Caching those values for very long subverts the point of the feature.




By way of correction: Consul does not simply "round robin" DNS requests unless you configure it in a particularly naive manner.

Prepared queries [1] and network tomography (which comes from the Serf underpinnings of the non-server agents) [2] allow for a much wider range of topologies just using DNS without requiring proxies (assuming well behaved client software, which is not a given by any stretch).

Furthermore, Consul _does_ have a mesh as around 2 years ago - [3].

You are correct though that long caches subvert much of the benefit.

[1]: https://www.consul.io/api/query.html

[2]: https://www.consul.io/docs/internals/coordinates.html

[3]: https://www.consul.io/docs/connect/index.html


Not really - resolve all backend servers to IPs and list all of them as the nginx backends. When a backend server is removed, update nginx backends.

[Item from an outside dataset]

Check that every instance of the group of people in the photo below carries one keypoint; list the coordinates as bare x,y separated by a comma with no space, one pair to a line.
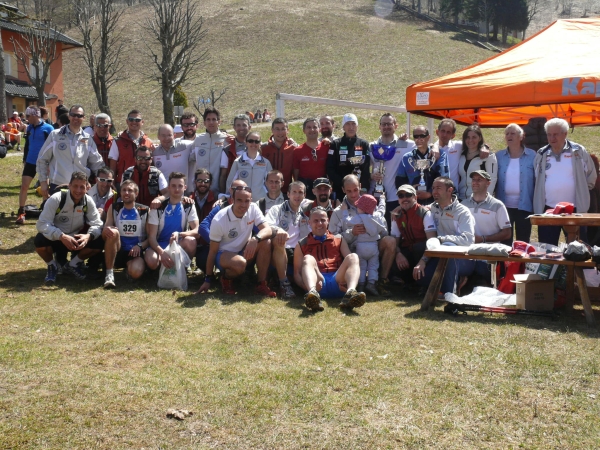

Round-robin balancing using DNS towards a small cluster is silly - you know when any new instance is added to the pool or removed from a pool, so why not push that load balancing onto the load balancer which in your case is nginx?


You're talking about layering the thing on top of Consul that I already identified in my top level comment.

Consul itself advertises DNS resolution for service discovery.


Maybe I was not clear.

Whatever is the technology that you use to register the active backends in the DNS, rather than doing name => ip address lookup per request, you can resolve all those names => ip address maps upon the service being brought up/taken down and push the resolved map as a set of backends into nginx config, thus removing the need to query DNS per request.